The disclosure claims the benefits of priority to Chinese Application No. 201810010948.3, filed on Jan. 5, 2018, which is incorporated herein by reference in its entirety.
The present disclosure relates to the field of video data technology, and more particularly to a method and device for acquiring and playing video data, and storage medium, video recording terminal, and user terminal thereof.
With technological advancement, image sensor technology has seen increasingly broad application, and video recording terminals (for example, surveillance video cameras, webcams, and so forth) are commonly used in many sectors such as security, industry, and commerce for obtaining video data.
With currently available technology, a video recording terminal typically sends recorded video data directly to a user terminal or uploads recorded video data directly to a server, and the user terminal downloads the video for viewing.
For the user, however, searching for valid content is very time-consuming. For example, it is first necessary to wait for the video data to download; then, since the user is uncertain about the specific location in the video data where needed information may be located, the user often needs to search by manual browsing (for example, dragging the progress bar) until finding the content that the user needs. The efficiency is low and user experience is poor.
In accordance with embodiments of the present disclosure, there is provided a method for acquiring video data, the method comprising: recording and obtaining video data; performing feature recognition on the video data to recognize feature information of a predetermined object; waiting for a wait time of a predetermined length; extracting an image of the video data based on the recognized feature information when the wait time reaches the predetermined length; wherein a starting point of the wait time is an extraction time of a previous image extraction; recording an extraction time of the image; and sending the video data, the extracted image, and the extraction time of the image to a server.
In accordance with embodiments of the present disclosure, there is also provided a device for acquiring video data, the device comprising: a video recording and recognition module configured to record and obtain video data and perform feature recognition on the video data to recognize feature information of a predetermined object; an extraction module, configured to extract an image of the video and record the extraction time of the image when the feature information of the predetermined object is recognized, and a wait time reaches a predetermined length; wherein a starting point of the wait time is an extraction time of a previous image extraction; and a sending module configured to send the video data, the extracted image, and the extraction time of the image to a server.
In accordance with embodiments of the present disclosure, there is further provided a device for playing video data, the device comprising: a receiving module configured to receive from a server images corresponding to video data and extraction times of the images; a display module configured to display the images according to the extraction times; and an obtaining and playing module configured to, in response to selection of the images by a user, obtain from the server and play at least a portion of the video data according to the extraction times of the images.
The technical problem addressed by the present invention is to provide a method and device for acquiring and playing video data, and storage medium, video recording terminal, and user terminal thereof, which may allow a user to quickly determine useful video data on the basis of an image, thus reducing the user wait time needed for the entire video to download and improve search efficiency.

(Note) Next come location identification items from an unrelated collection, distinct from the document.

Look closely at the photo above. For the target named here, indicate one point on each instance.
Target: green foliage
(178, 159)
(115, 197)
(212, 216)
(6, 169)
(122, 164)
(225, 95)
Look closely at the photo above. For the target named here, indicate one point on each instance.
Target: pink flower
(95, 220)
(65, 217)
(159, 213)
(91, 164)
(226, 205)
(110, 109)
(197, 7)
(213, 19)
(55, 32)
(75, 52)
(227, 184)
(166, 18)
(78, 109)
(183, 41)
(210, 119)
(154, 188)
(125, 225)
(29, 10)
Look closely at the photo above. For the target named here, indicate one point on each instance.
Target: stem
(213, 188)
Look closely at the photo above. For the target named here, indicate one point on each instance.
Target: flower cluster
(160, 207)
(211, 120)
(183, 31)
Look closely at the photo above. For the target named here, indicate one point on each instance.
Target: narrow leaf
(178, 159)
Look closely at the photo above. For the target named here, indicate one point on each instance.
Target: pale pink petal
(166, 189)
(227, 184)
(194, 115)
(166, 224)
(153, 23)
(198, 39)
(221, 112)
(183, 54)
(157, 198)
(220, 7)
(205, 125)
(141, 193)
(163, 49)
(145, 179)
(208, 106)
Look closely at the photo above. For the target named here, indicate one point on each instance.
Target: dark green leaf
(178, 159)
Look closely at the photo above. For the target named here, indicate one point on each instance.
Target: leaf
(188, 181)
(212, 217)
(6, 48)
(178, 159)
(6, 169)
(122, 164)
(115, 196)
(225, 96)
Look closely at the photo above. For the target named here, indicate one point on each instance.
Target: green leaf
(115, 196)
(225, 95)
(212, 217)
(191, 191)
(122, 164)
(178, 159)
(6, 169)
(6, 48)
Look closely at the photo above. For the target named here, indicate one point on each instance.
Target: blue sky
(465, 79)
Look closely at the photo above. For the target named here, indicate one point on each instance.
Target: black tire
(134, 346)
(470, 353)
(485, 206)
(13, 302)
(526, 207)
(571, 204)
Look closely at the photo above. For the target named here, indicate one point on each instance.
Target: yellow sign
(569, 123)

Among currently available technologies, video recording terminals (for example, surveillance video cameras, webcams, etc.) have seen broad application in many sectors such as security, industry, and commerce for obtaining video data. However, when a user searches the video data for valid content, the efficiency is low and user experience is poor.
Through research, the inventor has discovered that, with currently available technology, a video recording terminal typically sends recorded video data directly to a user terminal or uploads recorded video data directly to a server, and the user terminal downloads the video for viewing. Due to the lack of analysis of the video data in advance, the user typically needs to search for valid content by manually browsing, which is very time-consuming.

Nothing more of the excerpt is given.